Metadata-Version: 2.3
Name: ckmeans
Version: 0.2.5
Classifier: Programming Language :: Python
Classifier: Programming Language :: Python :: 3.10
Classifier: Programming Language :: Python :: 3.11
Classifier: Programming Language :: Python :: 3.12
Classifier: Development Status :: 5 - Production/Stable
Classifier: Intended Audience :: Science/Research
Classifier: License :: OSI Approved :: MIT License
Classifier: Operating System :: OS Independent
Requires-Dist: pytest >=7.4.2 ; extra == 'test'
Requires-Dist: ckmeans-1d-dp >=4.3.4.4 ; extra == 'test'
Provides-Extra: test
License-File: license.txt
Summary: Optimal univariate (1D) clustering based on Ckmeans.1d.dp
Keywords: ckmeans,clustering,jenks
Author-email: Stephan Hügel <urschrei@gmail.com>
Requires-Python: >=3.10
Description-Content-Type: text/markdown; charset=UTF-8; variant=GFM
Project-URL: Repository, https://github.com/urschrei/ckmeans_py
Project-URL: Tracker, https://github.com/urschrei/ckmeans_py/issues

# CKmeans: Optimal Univariate Clustering

Ckmeans clustering is an improvement on 1-dimensional (univariate) heuristic-based clustering approaches such as [Jenks](https://en.wikipedia.org/wiki/Jenks_natural_breaks_optimization). The algorithm was developed by [Haizhou Wang and Mingzhou Song](http://journal.r-project.org/archive/2011-2/RJournal_2011-2_Wang+Song.pdf) (2011) as a [dynamic programming](https://en.wikipedia.org/wiki/Dynamic_programming) approach to the problem of clustering numeric data into groups with the least within-group sum-of-squared-deviations.

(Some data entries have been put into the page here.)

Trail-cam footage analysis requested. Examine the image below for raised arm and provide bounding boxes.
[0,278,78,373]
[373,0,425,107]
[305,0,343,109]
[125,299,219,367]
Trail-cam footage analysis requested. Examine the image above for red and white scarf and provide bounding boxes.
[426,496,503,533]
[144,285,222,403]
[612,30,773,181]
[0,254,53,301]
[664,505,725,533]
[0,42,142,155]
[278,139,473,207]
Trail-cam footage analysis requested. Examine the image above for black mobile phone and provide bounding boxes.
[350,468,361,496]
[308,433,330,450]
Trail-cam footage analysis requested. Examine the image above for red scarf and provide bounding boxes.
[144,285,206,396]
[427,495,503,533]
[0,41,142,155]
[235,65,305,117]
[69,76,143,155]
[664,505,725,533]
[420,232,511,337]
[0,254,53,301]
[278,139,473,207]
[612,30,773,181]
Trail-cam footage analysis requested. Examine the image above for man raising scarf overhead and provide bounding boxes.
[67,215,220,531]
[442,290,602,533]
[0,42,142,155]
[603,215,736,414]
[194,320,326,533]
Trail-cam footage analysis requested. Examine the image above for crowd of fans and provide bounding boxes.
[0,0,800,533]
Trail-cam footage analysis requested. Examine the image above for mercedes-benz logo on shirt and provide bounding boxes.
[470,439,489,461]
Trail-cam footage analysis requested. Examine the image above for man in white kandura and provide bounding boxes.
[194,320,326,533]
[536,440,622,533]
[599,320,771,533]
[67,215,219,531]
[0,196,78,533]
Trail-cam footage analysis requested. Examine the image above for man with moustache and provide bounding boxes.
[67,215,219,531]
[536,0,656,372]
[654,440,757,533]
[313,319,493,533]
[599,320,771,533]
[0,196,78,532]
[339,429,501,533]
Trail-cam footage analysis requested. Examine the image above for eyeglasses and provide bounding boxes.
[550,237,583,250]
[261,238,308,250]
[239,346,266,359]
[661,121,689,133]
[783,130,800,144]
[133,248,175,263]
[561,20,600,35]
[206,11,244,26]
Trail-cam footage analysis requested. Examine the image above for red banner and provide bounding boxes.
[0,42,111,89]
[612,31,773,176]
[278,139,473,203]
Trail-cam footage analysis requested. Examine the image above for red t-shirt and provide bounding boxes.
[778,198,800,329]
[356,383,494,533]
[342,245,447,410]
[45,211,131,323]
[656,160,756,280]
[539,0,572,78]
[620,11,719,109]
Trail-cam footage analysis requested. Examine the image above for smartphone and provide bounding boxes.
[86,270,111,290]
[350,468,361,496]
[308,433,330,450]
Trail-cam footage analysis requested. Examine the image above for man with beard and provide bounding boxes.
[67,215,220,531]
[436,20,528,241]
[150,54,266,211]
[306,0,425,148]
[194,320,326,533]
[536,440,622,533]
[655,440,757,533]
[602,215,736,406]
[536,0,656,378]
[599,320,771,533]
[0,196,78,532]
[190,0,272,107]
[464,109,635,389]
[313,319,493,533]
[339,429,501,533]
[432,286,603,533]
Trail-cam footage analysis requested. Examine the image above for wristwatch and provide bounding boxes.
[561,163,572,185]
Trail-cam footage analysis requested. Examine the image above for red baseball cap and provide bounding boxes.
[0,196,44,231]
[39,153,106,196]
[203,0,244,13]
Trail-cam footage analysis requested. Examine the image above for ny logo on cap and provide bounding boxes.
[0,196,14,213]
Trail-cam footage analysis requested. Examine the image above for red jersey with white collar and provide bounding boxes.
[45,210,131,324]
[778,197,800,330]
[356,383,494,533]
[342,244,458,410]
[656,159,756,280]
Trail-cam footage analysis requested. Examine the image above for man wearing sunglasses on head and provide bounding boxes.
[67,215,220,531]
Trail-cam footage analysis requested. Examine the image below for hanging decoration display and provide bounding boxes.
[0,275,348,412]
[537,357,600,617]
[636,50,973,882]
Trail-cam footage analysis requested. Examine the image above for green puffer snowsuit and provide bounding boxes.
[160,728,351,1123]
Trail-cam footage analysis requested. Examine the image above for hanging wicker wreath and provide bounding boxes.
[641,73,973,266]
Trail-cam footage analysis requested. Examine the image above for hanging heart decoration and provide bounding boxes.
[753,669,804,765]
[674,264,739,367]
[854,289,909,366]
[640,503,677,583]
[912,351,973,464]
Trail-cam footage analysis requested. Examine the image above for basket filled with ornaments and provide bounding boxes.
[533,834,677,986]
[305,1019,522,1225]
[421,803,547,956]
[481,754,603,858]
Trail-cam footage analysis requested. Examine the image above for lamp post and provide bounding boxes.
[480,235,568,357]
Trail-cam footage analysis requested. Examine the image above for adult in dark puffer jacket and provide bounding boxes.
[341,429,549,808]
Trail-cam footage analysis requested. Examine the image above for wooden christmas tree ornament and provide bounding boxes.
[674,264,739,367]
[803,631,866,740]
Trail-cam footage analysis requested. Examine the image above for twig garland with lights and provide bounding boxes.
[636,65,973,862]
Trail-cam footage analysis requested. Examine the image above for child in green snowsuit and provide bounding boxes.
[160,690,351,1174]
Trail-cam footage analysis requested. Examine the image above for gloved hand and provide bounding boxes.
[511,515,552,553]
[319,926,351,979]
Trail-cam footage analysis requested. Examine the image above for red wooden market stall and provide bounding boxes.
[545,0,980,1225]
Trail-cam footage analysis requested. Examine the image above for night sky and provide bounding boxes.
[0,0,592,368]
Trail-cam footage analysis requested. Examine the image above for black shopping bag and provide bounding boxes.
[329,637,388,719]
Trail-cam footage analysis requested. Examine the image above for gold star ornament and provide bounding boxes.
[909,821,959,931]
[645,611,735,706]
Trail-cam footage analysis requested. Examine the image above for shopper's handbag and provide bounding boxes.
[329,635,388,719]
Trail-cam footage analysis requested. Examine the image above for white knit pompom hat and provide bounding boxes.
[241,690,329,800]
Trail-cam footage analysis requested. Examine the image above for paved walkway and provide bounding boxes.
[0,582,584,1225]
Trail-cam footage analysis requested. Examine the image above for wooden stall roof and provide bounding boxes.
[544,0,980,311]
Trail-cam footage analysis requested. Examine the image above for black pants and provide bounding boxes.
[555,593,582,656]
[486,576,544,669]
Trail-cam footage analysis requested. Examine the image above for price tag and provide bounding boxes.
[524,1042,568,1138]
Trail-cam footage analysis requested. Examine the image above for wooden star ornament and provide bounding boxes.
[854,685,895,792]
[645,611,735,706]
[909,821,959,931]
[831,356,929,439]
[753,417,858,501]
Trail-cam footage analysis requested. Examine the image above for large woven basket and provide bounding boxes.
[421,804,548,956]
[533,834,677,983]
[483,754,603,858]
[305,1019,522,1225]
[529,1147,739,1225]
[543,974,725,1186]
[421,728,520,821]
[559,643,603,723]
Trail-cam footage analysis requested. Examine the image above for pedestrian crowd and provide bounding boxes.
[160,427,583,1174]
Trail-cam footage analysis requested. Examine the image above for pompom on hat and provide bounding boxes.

Minimizing the difference within groups – what Wang & Song refer to as `withinss`, or within sum-of-squares – means that groups are optimally homogenous within and the data is split into representative groups. This is very useful for visualization, where one may wish to represent a continuous variable in discrete colour or style groups. This function can provide groups that emphasize differences between data.

Being a dynamic approach, this algorithm is based on two matrices that store incrementally-computed values for squared deviations and backtracking indexes.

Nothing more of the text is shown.